Apply a light expert system to detect any indicator(s) in each sentence. The light expert system supports rule creation by subject matter experts, where the rules are simple regular expressions of literal words/phrases, special glossaries, names, parts of speech, and dependencies.
- 3.
Apply minimally supervised machine learning to classify each sentence. To support subject matter experts configuring FlagIt, minimally supervised techniques are used, including text embedding.
Another component (Kejriwal and Szekely 2017) builds a knowledge base from such Web pages and is designed to be adapted by subject matter experts. The first phase annotates Web pages (for example, names and ages) via diverse high-recall techniques (e.g., ones with recall of at least 90%). This is feasible through techniques such as gazetteer look-up (Geonames), person name look-up in large name dictionaries, or regular expression matching. To achieve acceptable precision, a second phase applies classifiers trained on 12–120 manually verified instances for each annotation type.

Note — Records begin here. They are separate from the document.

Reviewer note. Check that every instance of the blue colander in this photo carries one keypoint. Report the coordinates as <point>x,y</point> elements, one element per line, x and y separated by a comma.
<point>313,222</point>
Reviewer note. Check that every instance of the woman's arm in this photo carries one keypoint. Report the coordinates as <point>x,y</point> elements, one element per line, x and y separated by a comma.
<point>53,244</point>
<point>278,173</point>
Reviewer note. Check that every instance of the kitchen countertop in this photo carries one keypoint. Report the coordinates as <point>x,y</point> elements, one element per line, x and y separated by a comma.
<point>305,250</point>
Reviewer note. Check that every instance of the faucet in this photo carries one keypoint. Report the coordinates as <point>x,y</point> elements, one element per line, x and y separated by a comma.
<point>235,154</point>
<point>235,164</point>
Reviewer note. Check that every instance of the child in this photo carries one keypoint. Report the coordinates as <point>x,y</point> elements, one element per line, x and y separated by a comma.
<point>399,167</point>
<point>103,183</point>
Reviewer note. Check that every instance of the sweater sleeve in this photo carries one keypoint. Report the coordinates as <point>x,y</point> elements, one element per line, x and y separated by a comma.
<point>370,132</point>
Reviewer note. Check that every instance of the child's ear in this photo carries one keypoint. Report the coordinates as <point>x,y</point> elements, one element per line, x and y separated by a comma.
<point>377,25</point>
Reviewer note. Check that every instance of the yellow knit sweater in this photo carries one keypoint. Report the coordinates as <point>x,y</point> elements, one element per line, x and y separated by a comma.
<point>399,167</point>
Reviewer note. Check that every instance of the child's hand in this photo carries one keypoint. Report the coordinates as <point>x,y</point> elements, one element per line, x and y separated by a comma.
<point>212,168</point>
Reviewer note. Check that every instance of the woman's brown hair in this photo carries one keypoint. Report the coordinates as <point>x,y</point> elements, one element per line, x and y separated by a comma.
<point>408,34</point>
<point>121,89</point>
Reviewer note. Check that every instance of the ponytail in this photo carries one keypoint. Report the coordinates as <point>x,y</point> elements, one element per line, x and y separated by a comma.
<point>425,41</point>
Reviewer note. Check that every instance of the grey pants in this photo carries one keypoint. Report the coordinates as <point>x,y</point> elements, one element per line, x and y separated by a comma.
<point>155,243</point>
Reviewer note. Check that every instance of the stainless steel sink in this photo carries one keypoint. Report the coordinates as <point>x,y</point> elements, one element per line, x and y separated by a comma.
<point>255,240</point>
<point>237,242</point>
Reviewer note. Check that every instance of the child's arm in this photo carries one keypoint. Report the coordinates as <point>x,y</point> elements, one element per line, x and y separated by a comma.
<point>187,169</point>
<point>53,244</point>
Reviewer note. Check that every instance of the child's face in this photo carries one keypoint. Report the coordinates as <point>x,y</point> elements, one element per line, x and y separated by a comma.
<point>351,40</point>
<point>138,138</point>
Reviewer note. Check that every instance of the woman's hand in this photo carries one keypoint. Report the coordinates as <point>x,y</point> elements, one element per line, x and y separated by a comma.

The classifier (e.g., a random forest) uses vector representations for both the word and its context.
The following factors contribute to the appropriateness of information extraction to this application:
- 1.
There is far too much Web content for manual processing; law enforcement personnel should be able to focus on following up leads rather than scouring the Web.
- 2.
The nature of lead generation and investigation is tolerant of noise as long as new discoveries are made.
- 3.
Deep understanding is not required to identify suspicious behavior.
6. Conclusions
This article has identified conditions where information extraction from text (mapping text to a knowledge base with an ontology) has proven feasible now in three deployed applications; we have identified the conditions that those applications exhibit, namely,
- 1.
Building a knowledge base manually does not provide sufficient coverage of streaming data.
- 2.
Noisy output can be tolerated, thus mitigating the need for very high precision.
- 3.
Redundancy in streaming data can be utilized to overcome recall issues.
Though high F1 favors recall and precision being similar, some applications can take advantage of IE systems tuned for higher precision (at the expense of recall), or higher recall (at the expense of precision). Thus, though the scientific community can benefit by benchmarking performance based on F1, F1 is not necessarily predictive of fieldability.
The fact that current IE technology can be fielded in some circumstances argues for additional research so that future technology can be fielded in far more do mains. One core area for research is more accurately resolving linguistic coreference. In Gabbard, Freedman, and Weischedel (2011), roughly 50% of all expressions in running text included a description or pronoun in one of the arguments, thus pointing to the importance of linguistic coreference resolution.
A second core area for research is extracting event–event relations: the temporal ordering of events, causality between two events, event coreference, and event to sub-event relationships. There are many applications when extracting event–event relations would be crucial, such as
- •
automatic timeline generation from a set of text descriptions,
- •
mining text for typical sequences of events (“scripts”) in diverse domains, (e.g., biomedical ones or activity-based intelligence),
- •
predicting unreported events that may be crucial for diagnosis/treatment (e.g., an event that a patient has forgotten or might feel embarrassed to relate),
- •
understanding training documents (e.g., common sense actions omitted from a recipe), and
- •
anticipating events of an adversary.
Notes
Proceedings of the 3rd Conference on Message Understanding. 1991.
Reporting the micro-averaged scores on hop-0, i.e., correctly finding all relations R and entities b for an entity a, such that [a R b] is in the knowledge base.
http://www.worldometers.info/blogs/ provides a running total each day.
AWAKE was not evaluated in TAC KBP, so its scores are not known. However, in the application AWAKE is tuned for high precision (at least 75%), rather than maximizing F1 as in TAC KBP.